4. You meet more people
When you travel with a group or even with a partner you tend to stick to each others company, when you're alone though you're kind of forced into socialising with strangers. You can choose not to of course, but I suggest giving it a go! On my trip to Scotland I made a wonderful friend who I still keep in touch with today, and I also have a few very close friends who are locals I met in Thailand and whose friendships I value greatly. It pays to be friendly and open to meeting new people!
5. You make better stories to tell!
To give you an example, when I went to Slovenia on my own I really wanted to visit Vintgar gorge, the gorge was an hour walk away from where I was staying or a 10 minute taxi ride. Of course I chose to walk, wanting to challenge myself and bask in the glory of finding my way when I got there. I had no map, just a vague idea of the direction I needed to go. I got so lost that it took me almost two hours to get there and for some time I was wandering through a random forest! I felt like mcgvyer trying to find my way out of there. Did I get there in the end? yes I did, and let me tell you finding that gorge is one of my happiest memories and one I won't soon forget. When you're on your own moments like that happen often, moments which make for great stories to tell!
6. You get to know yourself
When you're on your own you have an excessive amount of time on your hands for reflection. I don't know about you guys but I love spending time with myself, there's something so enriching about checking in with your feelings and thoughts and almost discussing them with yourself... that sounds loopy I know, but it's important to keep in touch with your feelings in order to remain honest with yourself. I think spending time alone in reflection and contemplation is not only enriching but vital to ones happiness.
7. You're free to do whatever you want, whenever you want
As I mentioned at the beginning of this post the BEST part of travelling solo is that you don't have to cater to or think about anyone else's needs or wants! if you want to get up and start the day at 6am that's what you do, no waiting around for everyone else to get up and get ready, and vice versa if you want to sleep in one day you can! if you want to skip dinner one night you can do that, if you want to live off hotdogs the whole trip you can! its great having no one else to worry about but yourself.
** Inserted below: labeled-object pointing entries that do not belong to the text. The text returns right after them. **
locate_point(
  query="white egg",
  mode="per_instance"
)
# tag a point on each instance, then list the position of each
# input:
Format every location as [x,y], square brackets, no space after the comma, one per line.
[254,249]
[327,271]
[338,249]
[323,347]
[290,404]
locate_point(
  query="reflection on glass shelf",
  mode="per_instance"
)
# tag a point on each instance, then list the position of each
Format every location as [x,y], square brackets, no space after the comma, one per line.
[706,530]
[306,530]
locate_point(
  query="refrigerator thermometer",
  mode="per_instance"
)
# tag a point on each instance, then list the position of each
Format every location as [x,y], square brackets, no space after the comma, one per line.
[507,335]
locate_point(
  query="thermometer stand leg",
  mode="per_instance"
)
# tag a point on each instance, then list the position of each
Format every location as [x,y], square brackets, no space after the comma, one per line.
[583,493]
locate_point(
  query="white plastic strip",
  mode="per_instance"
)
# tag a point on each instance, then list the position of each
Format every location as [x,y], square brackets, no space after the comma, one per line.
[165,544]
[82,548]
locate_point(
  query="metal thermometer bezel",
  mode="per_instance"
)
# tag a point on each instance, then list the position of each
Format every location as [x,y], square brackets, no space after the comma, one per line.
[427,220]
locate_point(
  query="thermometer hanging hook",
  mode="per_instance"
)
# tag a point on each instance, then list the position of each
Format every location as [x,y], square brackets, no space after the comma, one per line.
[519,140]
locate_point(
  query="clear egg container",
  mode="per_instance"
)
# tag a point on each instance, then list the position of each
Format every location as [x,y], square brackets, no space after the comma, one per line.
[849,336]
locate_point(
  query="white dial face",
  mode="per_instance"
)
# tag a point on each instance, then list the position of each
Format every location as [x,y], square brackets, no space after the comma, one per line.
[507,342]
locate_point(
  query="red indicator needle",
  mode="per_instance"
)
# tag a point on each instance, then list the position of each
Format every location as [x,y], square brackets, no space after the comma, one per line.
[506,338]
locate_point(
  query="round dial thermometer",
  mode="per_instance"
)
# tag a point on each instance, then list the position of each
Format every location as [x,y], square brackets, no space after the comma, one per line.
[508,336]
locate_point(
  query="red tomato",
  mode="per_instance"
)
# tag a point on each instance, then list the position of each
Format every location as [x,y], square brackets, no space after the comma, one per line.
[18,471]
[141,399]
Once you travel alone you'll be addicted.
8. You spend less
How annoying is it when someone in the group wants to eat at a ridiculously overpriced restaurant for dinner? ESPECIALLY when they suggest eating somewhere like the hard rock café when you're in Thailand... ughhh so annoying, but because you're outnumbered and you don't want to be the wet blanket you go along with it and end up spending £25 on a burger and chips that you could have got at home instead of paying a quarter of that to immerse yourself in culture and eat genuine Thai food at a local restaurant. On your own you have nobody else to cater to, you can eat cheap street food for the whole trip if you want to! you can also stay in a dingy hotel room for dirt cheap because you don't care where you stay whereas when you're with others you tend spend more staying at a fancier places to keep everyone happy. On your own you've only got yourself to please!
So there you have it, eight reasons why the next trip you go on should be a solo one. Get out there and tackle somewhere new all by yourself. Trust me, it's an incredible feeling!